Pour le deuxième article traitant des lieux en France ayant un rapport avec le Géant Gargantua, Je vais vous parler de la Normandie, une région ayant une frontière avec la Picardie. les renseignements m'ont été fournis par le magazine Pays de Normandie n°54.

Grands voyageurs, Gargantua et ses parents passèrent et laissèrent des traces sur la région normande. Tout d'abord ses parents auraient créé le Mont St Michel et Tombelaine en déposant chacun le rocher qu'ils portaient. D'autres monts son assimulés à leur fils : la butte du Hou, à Argentan, terre laissé par le géant en creusant la mare de Grogni. Deux tumulus près de Vernon seraient de la terre jetté par le géant. A Varengeville-sur-Mer, sur la falaise, une butte serait la sépulture du petit doigt de Gargantua. A Chambois, es deux collines seraient les bottes de Gargantua et à Besneville la colline serait un gravier tombé de sa chaussure qu'il secoua par gêne. Beaucoup de mégalithes portent dans leur nom la trace du géant. A Ussy (Calvados) deux menhirs seraient des cailloux tombés de la porche du géant. Près du château de la Brosse, dans le Perche, il existe un dolmen, le Palet de Gargantua, que le géant aurait laissé tomber par mégarde en revenant d'une partie qu'il joua dans le secteur. A Craménil-sur-Rouvre, un menhir serait une pierre à aiguiser que le géant aurait lancer de colère en ne pouvant battre St Pierre lors d'un concour de fauchage. Un autre menhir est aussi une pierre à aiguiser de Gargantua, l'Affiloir de Gargantua à Neaufles-Auvergny, dans l'Eure.
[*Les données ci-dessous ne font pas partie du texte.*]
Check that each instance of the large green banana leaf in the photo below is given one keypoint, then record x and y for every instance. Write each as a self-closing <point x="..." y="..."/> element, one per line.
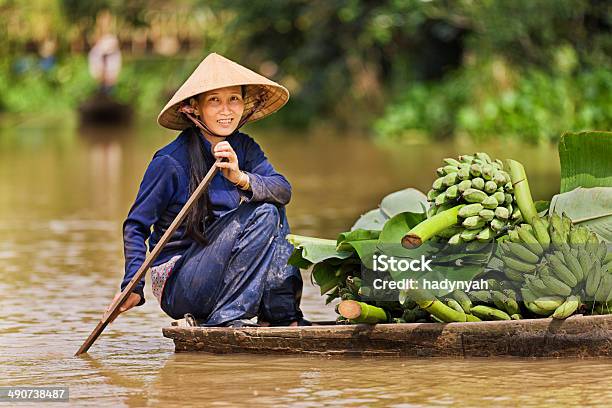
<point x="314" y="250"/>
<point x="586" y="181"/>
<point x="586" y="160"/>
<point x="591" y="207"/>
<point x="407" y="200"/>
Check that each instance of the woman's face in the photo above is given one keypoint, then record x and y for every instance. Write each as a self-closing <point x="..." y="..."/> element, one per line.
<point x="221" y="109"/>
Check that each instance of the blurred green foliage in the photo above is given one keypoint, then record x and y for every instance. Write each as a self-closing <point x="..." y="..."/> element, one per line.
<point x="523" y="68"/>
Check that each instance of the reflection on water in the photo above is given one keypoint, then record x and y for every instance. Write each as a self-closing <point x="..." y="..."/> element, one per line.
<point x="63" y="197"/>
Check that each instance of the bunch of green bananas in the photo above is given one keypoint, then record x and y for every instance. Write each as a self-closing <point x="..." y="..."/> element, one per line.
<point x="559" y="266"/>
<point x="475" y="306"/>
<point x="485" y="188"/>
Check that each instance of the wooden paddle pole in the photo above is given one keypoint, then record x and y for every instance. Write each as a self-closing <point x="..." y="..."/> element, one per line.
<point x="113" y="309"/>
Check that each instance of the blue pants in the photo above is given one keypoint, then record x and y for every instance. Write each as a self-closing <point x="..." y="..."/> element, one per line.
<point x="242" y="272"/>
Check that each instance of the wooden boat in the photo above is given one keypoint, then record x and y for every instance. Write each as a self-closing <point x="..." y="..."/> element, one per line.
<point x="578" y="336"/>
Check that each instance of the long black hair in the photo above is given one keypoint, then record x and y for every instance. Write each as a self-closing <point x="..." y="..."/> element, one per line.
<point x="196" y="220"/>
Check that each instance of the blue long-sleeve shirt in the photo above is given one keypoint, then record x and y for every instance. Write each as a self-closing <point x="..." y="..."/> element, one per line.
<point x="164" y="190"/>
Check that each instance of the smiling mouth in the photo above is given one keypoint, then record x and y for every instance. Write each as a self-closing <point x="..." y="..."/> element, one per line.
<point x="225" y="122"/>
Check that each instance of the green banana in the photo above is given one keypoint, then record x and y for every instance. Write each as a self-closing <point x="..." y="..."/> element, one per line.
<point x="541" y="233"/>
<point x="499" y="179"/>
<point x="527" y="295"/>
<point x="463" y="299"/>
<point x="549" y="303"/>
<point x="464" y="185"/>
<point x="456" y="239"/>
<point x="593" y="279"/>
<point x="485" y="235"/>
<point x="478" y="183"/>
<point x="574" y="266"/>
<point x="483" y="157"/>
<point x="452" y="192"/>
<point x="490" y="203"/>
<point x="450" y="169"/>
<point x="452" y="162"/>
<point x="440" y="199"/>
<point x="498" y="225"/>
<point x="561" y="271"/>
<point x="537" y="286"/>
<point x="504" y="302"/>
<point x="488" y="172"/>
<point x="556" y="286"/>
<point x="474" y="222"/>
<point x="536" y="310"/>
<point x="470" y="210"/>
<point x="469" y="235"/>
<point x="585" y="261"/>
<point x="480" y="296"/>
<point x="463" y="174"/>
<point x="449" y="180"/>
<point x="521" y="252"/>
<point x="513" y="275"/>
<point x="490" y="187"/>
<point x="518" y="265"/>
<point x="500" y="197"/>
<point x="605" y="286"/>
<point x="432" y="194"/>
<point x="452" y="303"/>
<point x="494" y="284"/>
<point x="602" y="249"/>
<point x="486" y="215"/>
<point x="513" y="235"/>
<point x="437" y="184"/>
<point x="502" y="213"/>
<point x="528" y="238"/>
<point x="568" y="308"/>
<point x="489" y="313"/>
<point x="472" y="195"/>
<point x="475" y="170"/>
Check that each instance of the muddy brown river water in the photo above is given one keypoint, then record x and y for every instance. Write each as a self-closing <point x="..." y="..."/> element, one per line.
<point x="63" y="196"/>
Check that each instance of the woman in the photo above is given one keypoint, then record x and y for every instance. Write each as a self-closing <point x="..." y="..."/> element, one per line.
<point x="228" y="261"/>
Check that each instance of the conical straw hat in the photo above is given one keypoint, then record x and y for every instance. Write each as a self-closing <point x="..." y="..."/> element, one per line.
<point x="263" y="96"/>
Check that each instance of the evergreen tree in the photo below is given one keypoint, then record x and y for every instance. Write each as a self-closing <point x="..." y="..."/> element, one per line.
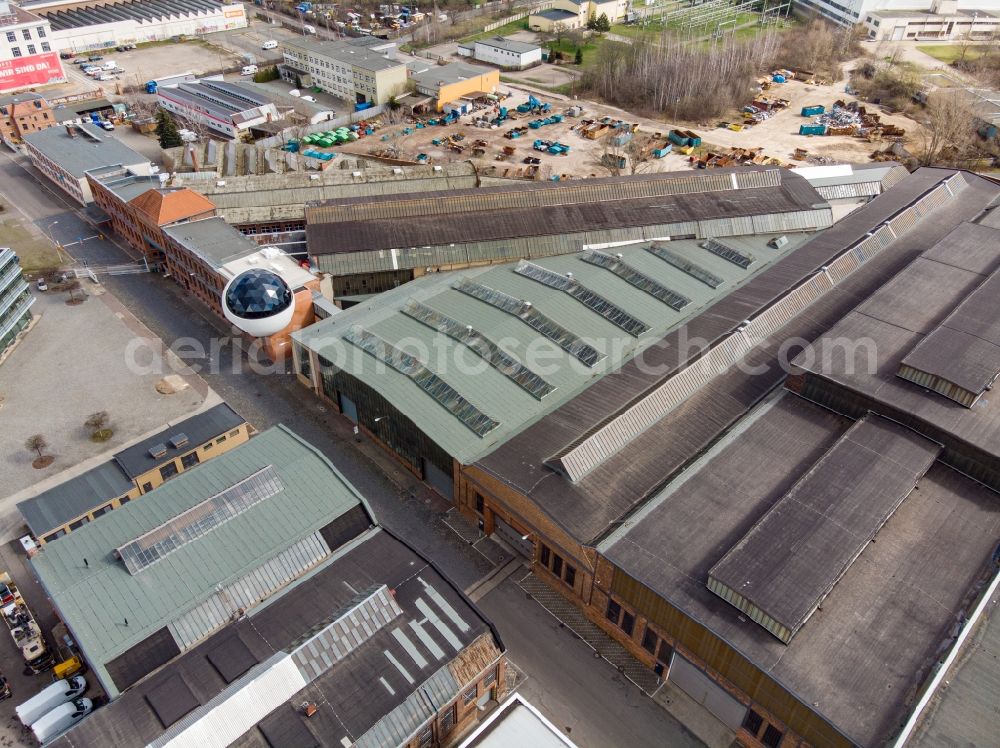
<point x="166" y="130"/>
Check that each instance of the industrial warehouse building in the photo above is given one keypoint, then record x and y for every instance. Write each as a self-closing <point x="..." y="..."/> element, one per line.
<point x="387" y="240"/>
<point x="254" y="600"/>
<point x="660" y="487"/>
<point x="226" y="108"/>
<point x="81" y="27"/>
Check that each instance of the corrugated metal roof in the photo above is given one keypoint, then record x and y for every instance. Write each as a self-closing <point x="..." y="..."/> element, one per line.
<point x="796" y="552"/>
<point x="95" y="599"/>
<point x="489" y="390"/>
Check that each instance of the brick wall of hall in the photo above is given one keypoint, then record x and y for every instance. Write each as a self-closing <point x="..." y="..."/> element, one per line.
<point x="501" y="500"/>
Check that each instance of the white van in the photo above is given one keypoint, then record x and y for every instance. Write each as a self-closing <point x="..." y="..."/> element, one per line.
<point x="60" y="719"/>
<point x="49" y="698"/>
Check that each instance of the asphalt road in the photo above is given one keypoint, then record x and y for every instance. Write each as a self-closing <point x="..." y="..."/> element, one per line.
<point x="577" y="692"/>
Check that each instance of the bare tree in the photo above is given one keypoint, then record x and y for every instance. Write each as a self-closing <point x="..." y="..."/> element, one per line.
<point x="947" y="137"/>
<point x="98" y="425"/>
<point x="36" y="444"/>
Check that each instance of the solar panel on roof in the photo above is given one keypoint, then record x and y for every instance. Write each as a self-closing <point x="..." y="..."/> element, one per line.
<point x="726" y="252"/>
<point x="540" y="323"/>
<point x="590" y="299"/>
<point x="635" y="278"/>
<point x="695" y="271"/>
<point x="199" y="520"/>
<point x="171" y="699"/>
<point x="489" y="351"/>
<point x="428" y="381"/>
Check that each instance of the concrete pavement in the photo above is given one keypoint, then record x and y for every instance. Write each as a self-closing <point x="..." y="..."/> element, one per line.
<point x="574" y="689"/>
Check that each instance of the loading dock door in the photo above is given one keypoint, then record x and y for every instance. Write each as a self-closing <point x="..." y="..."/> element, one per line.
<point x="440" y="481"/>
<point x="513" y="538"/>
<point x="693" y="681"/>
<point x="347" y="407"/>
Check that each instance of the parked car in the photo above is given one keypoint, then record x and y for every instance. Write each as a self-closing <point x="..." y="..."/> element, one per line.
<point x="61" y="719"/>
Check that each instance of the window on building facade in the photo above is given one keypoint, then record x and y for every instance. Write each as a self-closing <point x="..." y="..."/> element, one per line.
<point x="752" y="722"/>
<point x="469" y="696"/>
<point x="772" y="737"/>
<point x="650" y="640"/>
<point x="448" y="720"/>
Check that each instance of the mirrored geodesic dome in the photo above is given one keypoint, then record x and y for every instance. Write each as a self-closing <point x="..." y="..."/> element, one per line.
<point x="258" y="302"/>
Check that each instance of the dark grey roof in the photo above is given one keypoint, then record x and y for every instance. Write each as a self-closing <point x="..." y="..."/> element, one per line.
<point x="350" y="695"/>
<point x="588" y="508"/>
<point x="74" y="497"/>
<point x="859" y="660"/>
<point x="213" y="240"/>
<point x="91" y="148"/>
<point x="797" y="551"/>
<point x="131" y="10"/>
<point x="536" y="209"/>
<point x="136" y="460"/>
<point x="965" y="349"/>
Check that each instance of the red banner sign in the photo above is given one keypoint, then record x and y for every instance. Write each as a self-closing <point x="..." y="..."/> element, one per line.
<point x="36" y="70"/>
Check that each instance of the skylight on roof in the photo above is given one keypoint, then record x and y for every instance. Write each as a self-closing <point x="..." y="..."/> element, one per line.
<point x="635" y="278"/>
<point x="590" y="299"/>
<point x="199" y="520"/>
<point x="424" y="378"/>
<point x="489" y="351"/>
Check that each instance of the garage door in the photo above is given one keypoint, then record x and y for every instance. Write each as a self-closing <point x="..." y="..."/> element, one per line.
<point x="693" y="681"/>
<point x="347" y="407"/>
<point x="440" y="481"/>
<point x="513" y="538"/>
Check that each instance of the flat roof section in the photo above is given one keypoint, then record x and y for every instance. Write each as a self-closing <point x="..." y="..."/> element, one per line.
<point x="779" y="573"/>
<point x="862" y="656"/>
<point x="199" y="428"/>
<point x="578" y="316"/>
<point x="962" y="355"/>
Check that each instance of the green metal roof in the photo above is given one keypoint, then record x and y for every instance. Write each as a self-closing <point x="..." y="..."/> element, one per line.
<point x="93" y="591"/>
<point x="489" y="389"/>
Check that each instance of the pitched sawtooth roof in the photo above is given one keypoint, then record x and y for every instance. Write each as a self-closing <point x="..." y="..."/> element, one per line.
<point x="154" y="577"/>
<point x="165" y="206"/>
<point x="589" y="462"/>
<point x="372" y="638"/>
<point x="503" y="223"/>
<point x="583" y="315"/>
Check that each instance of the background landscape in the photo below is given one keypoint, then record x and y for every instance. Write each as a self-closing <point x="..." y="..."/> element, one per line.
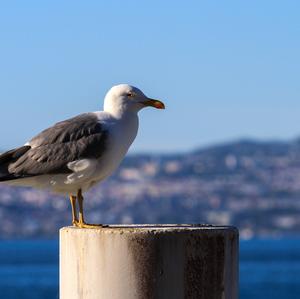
<point x="251" y="184"/>
<point x="225" y="151"/>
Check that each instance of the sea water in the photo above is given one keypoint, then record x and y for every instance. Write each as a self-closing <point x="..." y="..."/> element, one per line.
<point x="268" y="269"/>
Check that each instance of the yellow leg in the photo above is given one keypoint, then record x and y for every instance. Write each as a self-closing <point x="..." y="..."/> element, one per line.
<point x="81" y="223"/>
<point x="73" y="205"/>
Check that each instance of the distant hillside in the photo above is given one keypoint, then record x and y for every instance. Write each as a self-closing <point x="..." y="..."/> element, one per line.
<point x="253" y="185"/>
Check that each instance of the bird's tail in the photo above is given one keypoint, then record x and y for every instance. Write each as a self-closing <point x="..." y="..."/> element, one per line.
<point x="10" y="157"/>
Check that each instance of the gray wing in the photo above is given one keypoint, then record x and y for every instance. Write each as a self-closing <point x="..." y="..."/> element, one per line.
<point x="50" y="151"/>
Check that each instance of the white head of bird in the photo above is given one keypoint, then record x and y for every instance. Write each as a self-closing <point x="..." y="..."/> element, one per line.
<point x="122" y="99"/>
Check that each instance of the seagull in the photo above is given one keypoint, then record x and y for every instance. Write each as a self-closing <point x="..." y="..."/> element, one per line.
<point x="75" y="154"/>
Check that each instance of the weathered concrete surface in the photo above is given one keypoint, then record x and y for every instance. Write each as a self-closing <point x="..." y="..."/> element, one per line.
<point x="149" y="262"/>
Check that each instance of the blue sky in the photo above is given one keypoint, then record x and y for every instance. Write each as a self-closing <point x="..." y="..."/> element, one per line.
<point x="225" y="69"/>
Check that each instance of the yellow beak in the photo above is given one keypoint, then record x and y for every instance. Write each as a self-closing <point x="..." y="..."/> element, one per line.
<point x="154" y="103"/>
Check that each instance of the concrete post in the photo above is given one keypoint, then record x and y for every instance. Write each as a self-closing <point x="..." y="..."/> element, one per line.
<point x="149" y="262"/>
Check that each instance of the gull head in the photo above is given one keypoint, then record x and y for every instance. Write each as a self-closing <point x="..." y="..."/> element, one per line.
<point x="125" y="98"/>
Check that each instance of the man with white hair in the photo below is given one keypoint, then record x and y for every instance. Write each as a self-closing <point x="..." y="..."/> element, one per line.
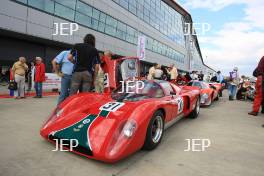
<point x="39" y="76"/>
<point x="19" y="71"/>
<point x="233" y="83"/>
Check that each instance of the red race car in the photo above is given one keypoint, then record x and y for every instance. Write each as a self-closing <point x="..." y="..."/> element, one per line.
<point x="111" y="126"/>
<point x="209" y="92"/>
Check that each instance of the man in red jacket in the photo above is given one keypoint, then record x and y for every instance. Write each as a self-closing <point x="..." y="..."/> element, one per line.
<point x="39" y="76"/>
<point x="258" y="101"/>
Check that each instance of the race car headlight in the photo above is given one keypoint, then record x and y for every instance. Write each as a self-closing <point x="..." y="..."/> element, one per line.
<point x="129" y="128"/>
<point x="204" y="97"/>
<point x="58" y="112"/>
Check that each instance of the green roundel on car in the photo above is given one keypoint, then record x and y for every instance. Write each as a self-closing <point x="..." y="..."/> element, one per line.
<point x="78" y="131"/>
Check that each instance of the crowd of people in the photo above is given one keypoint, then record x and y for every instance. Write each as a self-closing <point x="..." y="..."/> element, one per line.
<point x="81" y="68"/>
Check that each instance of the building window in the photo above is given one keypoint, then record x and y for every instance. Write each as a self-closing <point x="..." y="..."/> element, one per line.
<point x="45" y="5"/>
<point x="90" y="17"/>
<point x="84" y="8"/>
<point x="64" y="12"/>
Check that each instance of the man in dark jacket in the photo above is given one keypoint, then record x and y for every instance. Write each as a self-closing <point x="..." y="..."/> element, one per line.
<point x="258" y="101"/>
<point x="86" y="60"/>
<point x="39" y="76"/>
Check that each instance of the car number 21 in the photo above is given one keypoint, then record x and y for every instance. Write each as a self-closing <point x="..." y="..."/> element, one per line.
<point x="112" y="106"/>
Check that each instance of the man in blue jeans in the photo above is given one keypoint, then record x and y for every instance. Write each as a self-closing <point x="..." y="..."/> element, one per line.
<point x="233" y="84"/>
<point x="64" y="68"/>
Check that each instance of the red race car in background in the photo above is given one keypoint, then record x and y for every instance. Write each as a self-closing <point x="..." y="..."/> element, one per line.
<point x="111" y="126"/>
<point x="209" y="92"/>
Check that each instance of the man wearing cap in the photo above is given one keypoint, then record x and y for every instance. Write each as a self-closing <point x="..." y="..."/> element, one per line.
<point x="63" y="68"/>
<point x="233" y="83"/>
<point x="39" y="76"/>
<point x="173" y="72"/>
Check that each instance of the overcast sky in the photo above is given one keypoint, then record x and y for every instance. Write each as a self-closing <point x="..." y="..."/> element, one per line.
<point x="236" y="37"/>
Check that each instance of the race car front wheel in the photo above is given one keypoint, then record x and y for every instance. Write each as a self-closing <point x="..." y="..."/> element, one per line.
<point x="194" y="114"/>
<point x="155" y="131"/>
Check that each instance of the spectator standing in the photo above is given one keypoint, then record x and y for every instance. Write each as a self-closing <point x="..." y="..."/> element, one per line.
<point x="39" y="76"/>
<point x="219" y="77"/>
<point x="187" y="77"/>
<point x="258" y="101"/>
<point x="30" y="73"/>
<point x="19" y="71"/>
<point x="152" y="72"/>
<point x="63" y="68"/>
<point x="194" y="75"/>
<point x="86" y="62"/>
<point x="201" y="76"/>
<point x="99" y="80"/>
<point x="173" y="73"/>
<point x="233" y="83"/>
<point x="158" y="72"/>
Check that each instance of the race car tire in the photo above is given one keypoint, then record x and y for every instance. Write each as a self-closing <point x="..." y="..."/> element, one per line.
<point x="155" y="131"/>
<point x="195" y="113"/>
<point x="210" y="101"/>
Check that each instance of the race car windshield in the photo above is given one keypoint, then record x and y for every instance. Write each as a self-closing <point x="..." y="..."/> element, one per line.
<point x="137" y="90"/>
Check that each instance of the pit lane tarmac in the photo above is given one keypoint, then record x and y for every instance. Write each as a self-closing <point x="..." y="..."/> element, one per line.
<point x="237" y="144"/>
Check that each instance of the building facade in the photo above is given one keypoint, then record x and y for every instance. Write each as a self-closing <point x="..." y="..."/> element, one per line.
<point x="28" y="26"/>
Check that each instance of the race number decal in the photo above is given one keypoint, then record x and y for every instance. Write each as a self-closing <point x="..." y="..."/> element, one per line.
<point x="112" y="106"/>
<point x="106" y="80"/>
<point x="180" y="104"/>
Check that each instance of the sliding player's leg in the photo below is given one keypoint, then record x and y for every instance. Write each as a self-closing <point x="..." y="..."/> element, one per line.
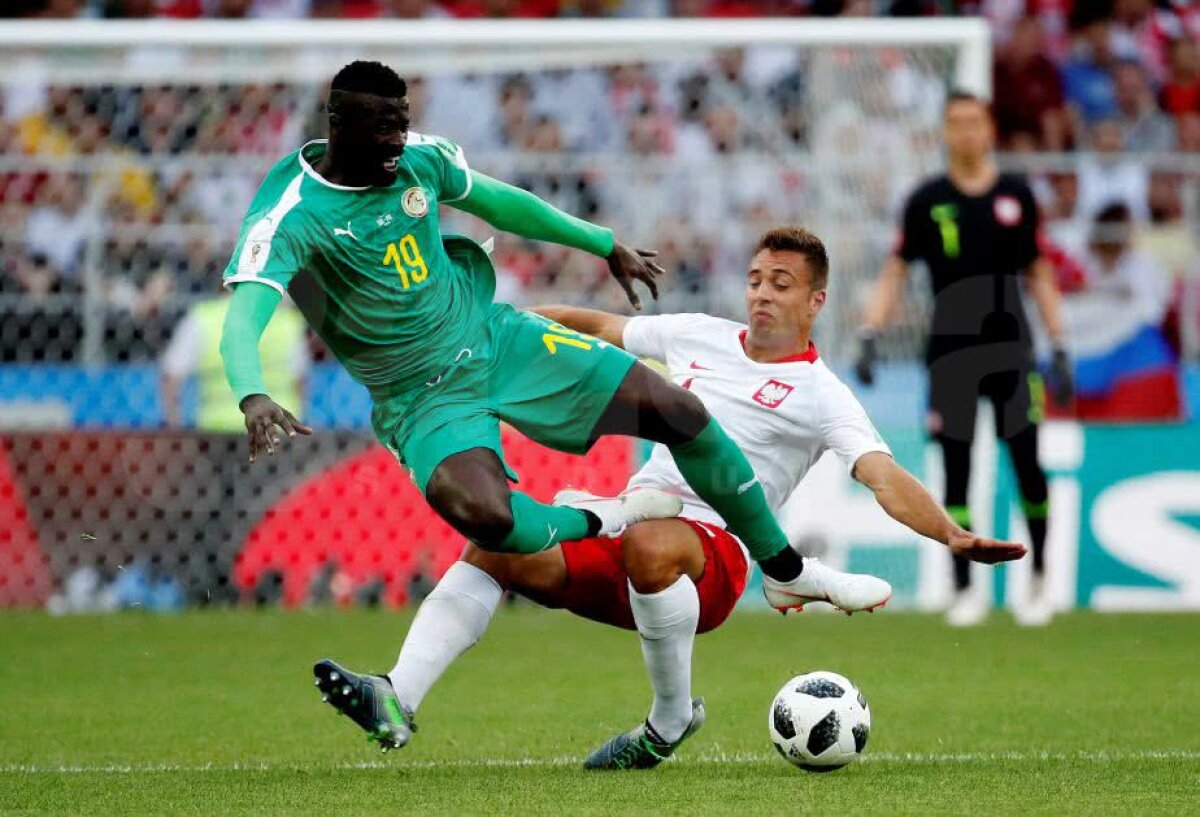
<point x="682" y="577"/>
<point x="647" y="406"/>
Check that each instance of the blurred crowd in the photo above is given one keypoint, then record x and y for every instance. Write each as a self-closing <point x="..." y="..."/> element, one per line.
<point x="133" y="194"/>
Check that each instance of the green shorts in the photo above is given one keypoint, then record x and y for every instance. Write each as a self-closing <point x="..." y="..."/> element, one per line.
<point x="549" y="382"/>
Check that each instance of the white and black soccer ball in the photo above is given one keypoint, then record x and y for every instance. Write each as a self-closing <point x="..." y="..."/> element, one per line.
<point x="820" y="721"/>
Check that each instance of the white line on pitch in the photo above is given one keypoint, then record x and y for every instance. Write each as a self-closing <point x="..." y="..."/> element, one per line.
<point x="549" y="762"/>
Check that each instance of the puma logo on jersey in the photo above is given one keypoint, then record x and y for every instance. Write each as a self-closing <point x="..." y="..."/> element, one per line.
<point x="745" y="486"/>
<point x="772" y="394"/>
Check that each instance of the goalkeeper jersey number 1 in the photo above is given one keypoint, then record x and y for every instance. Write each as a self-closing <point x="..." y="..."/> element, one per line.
<point x="367" y="265"/>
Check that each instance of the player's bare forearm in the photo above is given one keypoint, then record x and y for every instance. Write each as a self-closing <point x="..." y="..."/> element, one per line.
<point x="519" y="211"/>
<point x="886" y="294"/>
<point x="1045" y="294"/>
<point x="904" y="497"/>
<point x="906" y="500"/>
<point x="604" y="325"/>
<point x="250" y="311"/>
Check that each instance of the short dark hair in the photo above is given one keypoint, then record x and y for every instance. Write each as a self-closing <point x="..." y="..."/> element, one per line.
<point x="804" y="241"/>
<point x="369" y="77"/>
<point x="963" y="95"/>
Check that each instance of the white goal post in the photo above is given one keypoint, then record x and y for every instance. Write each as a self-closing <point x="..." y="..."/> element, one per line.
<point x="831" y="121"/>
<point x="546" y="43"/>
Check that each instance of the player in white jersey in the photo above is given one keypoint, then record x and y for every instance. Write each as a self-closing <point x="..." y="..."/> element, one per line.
<point x="671" y="578"/>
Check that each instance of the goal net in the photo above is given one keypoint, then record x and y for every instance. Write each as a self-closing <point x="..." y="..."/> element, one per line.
<point x="130" y="151"/>
<point x="129" y="154"/>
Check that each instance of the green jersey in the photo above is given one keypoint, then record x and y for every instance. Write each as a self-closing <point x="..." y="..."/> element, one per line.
<point x="367" y="265"/>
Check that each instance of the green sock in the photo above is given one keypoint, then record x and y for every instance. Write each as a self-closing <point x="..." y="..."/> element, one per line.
<point x="719" y="473"/>
<point x="538" y="527"/>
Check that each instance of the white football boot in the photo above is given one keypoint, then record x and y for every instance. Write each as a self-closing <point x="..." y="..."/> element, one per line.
<point x="967" y="610"/>
<point x="1037" y="611"/>
<point x="849" y="593"/>
<point x="621" y="511"/>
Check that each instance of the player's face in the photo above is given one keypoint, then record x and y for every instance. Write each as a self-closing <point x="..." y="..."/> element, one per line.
<point x="780" y="299"/>
<point x="969" y="131"/>
<point x="370" y="132"/>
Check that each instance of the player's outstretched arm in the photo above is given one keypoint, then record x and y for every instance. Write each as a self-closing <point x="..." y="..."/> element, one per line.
<point x="250" y="311"/>
<point x="907" y="502"/>
<point x="521" y="212"/>
<point x="605" y="325"/>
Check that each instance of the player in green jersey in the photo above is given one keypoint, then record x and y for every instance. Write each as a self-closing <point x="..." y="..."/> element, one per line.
<point x="349" y="228"/>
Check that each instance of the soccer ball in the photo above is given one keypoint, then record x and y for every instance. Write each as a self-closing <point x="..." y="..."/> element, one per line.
<point x="820" y="721"/>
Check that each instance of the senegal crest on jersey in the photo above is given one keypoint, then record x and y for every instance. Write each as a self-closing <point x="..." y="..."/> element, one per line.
<point x="414" y="202"/>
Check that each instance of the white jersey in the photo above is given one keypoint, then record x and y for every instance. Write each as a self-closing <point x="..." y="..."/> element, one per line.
<point x="783" y="415"/>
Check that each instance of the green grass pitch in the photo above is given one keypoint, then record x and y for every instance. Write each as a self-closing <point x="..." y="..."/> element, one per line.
<point x="215" y="713"/>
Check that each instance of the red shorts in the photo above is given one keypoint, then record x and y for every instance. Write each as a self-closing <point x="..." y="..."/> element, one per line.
<point x="599" y="589"/>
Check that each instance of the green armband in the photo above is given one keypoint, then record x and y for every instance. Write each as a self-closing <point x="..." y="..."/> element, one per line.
<point x="250" y="310"/>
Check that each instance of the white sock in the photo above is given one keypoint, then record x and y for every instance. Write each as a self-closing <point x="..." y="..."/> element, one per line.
<point x="449" y="622"/>
<point x="667" y="620"/>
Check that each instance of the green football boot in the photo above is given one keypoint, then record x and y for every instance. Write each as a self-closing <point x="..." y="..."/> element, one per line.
<point x="369" y="701"/>
<point x="641" y="748"/>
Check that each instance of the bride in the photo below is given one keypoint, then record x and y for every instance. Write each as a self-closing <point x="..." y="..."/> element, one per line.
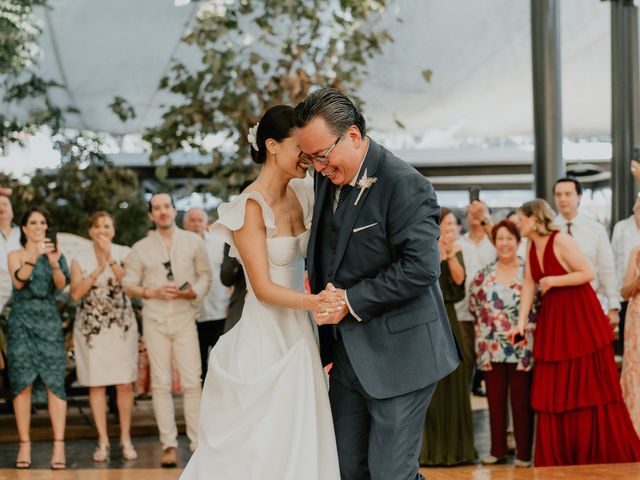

D'autres pierres portent son nom sous la forme de son siège : à Port-Mort (Eure), le caillou de Gargantua est un siège qu'il prenait pour faire sa toilette, à une vingtaine de kilomètre de Duclair, dans les falaises bordant la Seine, la Chaise de Gargantua (ou Pierre Gante), le géant s'y asseyait pour se laver les pieds dans le fleuve. A Pierre-de-Varengeville, on nomme un pierre en forme de chaise sous le nom de Curia Gigantis ou la Chaise de Gargantua.

Il existe encore beaucoup d'autres exemples. Je ne les nomme pas tous et je vous laisse le plaisir de les découvrir dans ce magazine  ou en allant voir le site sur le net qui se nomme "Les Sites Gargantuesques". Ce site vous présente les différents lieux ayant rapport avec le géant dans chaque département français.